While vaccine uptake slows in high-income countries, in Uganda there is high demand and long queues as people wait for hours for scarce AstraZeneca vaccines. The country has received few doses through Covax, yet vaccines are needed to protect against the Covid-19 virus and future waves. Uganda’s recent wave of the Delta variant hit the country hard in June-July 2021.

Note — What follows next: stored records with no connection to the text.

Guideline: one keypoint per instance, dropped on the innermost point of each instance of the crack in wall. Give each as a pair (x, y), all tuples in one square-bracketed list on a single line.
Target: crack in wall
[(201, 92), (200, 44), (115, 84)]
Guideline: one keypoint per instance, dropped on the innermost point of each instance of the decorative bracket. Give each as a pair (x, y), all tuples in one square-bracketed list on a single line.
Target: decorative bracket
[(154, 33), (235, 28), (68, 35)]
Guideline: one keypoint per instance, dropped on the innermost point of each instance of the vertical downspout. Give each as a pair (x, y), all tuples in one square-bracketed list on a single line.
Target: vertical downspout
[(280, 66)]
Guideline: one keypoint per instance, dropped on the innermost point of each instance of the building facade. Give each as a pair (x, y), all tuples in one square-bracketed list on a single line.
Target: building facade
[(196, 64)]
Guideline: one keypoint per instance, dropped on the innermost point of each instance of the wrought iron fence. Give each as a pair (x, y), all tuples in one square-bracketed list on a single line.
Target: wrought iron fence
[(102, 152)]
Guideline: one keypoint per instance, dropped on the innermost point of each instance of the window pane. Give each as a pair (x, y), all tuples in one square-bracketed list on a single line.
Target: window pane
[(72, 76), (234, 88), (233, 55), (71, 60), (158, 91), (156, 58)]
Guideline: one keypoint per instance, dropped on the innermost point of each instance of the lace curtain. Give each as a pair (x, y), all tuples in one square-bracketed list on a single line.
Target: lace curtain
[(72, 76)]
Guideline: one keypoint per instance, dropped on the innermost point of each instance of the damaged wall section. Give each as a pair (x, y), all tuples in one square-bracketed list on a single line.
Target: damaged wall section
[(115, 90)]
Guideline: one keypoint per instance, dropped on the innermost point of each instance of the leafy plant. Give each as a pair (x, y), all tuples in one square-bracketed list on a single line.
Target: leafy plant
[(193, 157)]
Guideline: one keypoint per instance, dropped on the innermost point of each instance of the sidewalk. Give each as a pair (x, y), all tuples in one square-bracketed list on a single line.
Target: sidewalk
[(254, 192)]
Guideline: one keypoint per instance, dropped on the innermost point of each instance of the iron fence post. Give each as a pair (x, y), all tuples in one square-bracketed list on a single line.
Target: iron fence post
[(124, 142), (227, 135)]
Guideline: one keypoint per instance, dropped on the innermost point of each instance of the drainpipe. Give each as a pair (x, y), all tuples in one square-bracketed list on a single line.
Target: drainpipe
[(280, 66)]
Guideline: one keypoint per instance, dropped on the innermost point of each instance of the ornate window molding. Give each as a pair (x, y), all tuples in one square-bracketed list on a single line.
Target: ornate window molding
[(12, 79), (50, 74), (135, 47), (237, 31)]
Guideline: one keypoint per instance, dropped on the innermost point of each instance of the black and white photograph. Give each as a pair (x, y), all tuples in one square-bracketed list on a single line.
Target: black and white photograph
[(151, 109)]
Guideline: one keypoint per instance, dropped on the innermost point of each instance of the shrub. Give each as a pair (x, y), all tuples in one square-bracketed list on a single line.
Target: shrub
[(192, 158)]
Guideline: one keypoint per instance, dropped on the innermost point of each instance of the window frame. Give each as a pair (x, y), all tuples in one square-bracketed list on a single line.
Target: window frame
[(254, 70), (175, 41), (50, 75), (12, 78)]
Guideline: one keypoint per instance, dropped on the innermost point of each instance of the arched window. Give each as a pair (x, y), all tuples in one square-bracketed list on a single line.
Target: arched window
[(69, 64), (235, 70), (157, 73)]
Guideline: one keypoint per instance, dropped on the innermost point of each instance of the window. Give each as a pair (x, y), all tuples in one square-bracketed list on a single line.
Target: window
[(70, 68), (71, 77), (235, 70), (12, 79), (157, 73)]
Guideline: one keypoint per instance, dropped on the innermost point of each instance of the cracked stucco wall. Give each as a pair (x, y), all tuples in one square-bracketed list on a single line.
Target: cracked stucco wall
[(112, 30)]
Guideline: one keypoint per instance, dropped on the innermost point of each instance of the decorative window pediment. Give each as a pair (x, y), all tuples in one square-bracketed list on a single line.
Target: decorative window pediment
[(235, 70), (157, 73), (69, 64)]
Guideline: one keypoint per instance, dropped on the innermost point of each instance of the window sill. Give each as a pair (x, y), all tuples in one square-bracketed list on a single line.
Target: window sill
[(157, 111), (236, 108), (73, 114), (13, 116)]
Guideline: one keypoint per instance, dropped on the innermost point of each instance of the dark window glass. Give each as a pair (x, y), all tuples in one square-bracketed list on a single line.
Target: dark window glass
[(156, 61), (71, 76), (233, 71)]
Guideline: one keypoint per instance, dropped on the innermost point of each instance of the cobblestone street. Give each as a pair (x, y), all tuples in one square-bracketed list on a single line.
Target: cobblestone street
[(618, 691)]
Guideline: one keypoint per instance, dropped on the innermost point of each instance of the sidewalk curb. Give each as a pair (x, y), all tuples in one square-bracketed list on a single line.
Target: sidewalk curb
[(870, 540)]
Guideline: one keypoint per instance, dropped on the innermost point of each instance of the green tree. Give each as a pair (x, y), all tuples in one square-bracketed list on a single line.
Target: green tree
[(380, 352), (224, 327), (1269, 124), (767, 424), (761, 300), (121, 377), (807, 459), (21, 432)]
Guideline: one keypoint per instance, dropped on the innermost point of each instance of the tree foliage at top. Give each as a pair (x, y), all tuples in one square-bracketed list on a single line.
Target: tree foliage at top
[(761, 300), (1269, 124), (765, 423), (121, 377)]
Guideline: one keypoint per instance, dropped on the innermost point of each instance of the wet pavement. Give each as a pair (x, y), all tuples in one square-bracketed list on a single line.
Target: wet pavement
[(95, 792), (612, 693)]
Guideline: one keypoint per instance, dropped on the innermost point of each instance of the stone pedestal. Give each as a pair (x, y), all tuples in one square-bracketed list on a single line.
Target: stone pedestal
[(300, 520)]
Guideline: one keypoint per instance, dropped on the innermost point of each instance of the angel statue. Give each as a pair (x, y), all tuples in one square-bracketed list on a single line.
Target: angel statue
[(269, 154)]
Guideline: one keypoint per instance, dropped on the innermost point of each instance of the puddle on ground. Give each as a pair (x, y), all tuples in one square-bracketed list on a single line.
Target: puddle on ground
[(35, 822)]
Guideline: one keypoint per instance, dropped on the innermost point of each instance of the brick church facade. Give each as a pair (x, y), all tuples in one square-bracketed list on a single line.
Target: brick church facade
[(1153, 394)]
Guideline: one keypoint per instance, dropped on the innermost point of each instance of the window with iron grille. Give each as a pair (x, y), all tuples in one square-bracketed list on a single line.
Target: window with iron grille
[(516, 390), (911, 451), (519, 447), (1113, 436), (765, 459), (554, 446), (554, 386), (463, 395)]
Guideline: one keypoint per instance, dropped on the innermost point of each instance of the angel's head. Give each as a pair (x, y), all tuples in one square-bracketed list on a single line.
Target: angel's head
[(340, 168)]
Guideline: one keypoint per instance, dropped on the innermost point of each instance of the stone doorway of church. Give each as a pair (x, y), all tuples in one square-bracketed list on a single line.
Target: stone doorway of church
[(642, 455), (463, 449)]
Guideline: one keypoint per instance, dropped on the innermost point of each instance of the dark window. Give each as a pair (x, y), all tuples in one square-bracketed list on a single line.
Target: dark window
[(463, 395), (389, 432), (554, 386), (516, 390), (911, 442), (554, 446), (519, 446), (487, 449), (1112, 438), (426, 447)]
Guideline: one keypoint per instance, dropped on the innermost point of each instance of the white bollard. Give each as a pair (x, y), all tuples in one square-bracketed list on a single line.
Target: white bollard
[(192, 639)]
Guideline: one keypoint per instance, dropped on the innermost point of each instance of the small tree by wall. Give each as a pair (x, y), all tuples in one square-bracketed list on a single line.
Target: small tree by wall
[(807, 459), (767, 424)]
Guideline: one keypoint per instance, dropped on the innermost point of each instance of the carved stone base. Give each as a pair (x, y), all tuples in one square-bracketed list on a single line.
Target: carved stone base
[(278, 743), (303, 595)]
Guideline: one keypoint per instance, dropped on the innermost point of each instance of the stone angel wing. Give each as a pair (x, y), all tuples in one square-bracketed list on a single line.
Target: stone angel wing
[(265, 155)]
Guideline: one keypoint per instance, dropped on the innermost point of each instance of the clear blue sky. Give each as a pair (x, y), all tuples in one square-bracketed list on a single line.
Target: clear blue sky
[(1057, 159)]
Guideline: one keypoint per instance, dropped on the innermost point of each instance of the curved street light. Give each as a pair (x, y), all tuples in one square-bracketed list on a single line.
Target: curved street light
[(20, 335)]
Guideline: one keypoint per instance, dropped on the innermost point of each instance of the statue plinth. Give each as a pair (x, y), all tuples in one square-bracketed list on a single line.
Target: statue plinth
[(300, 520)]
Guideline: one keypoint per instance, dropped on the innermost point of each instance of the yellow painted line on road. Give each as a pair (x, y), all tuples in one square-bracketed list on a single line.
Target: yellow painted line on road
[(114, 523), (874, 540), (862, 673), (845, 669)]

Waiving intellectual property rights 

One major barrier is the stalemate at the World Trade Organization (WTO) and a lack of progress in waiving vaccine Intellectual Property Rights (IPRs). Advocates have long called for a waiver of IPRs, which allow the pharmaceutical industry to make exclusive decisions on vaccine pricing and purchasing agreements. Under the Agreement on Trade-Related Aspects of IPRs (TRIPS), companies that own IPRs hold those exclusive rights without competing with generic products. India and South Africa led a proposal to temporarily waive IPRs on COVID-19 vaccines to allow for expanded vaccine access. However, this debate has been in limbo at the WTO.

What we need is renewed global leadership, shared commitments, and multilateral and multisectoral collaboration to end the pandemic. The world needs a temporary TRIPS waiver and an ambitious plan to end the pandemic. A focus on charity models or one-off agreements between pharmaceutical companies and manufacturers is not enough – we need vaccine justice for all.

Disclaimer
The views expressed in this opinion piece are those of the author/s and do not necessarily reflect the views or policies of IDS.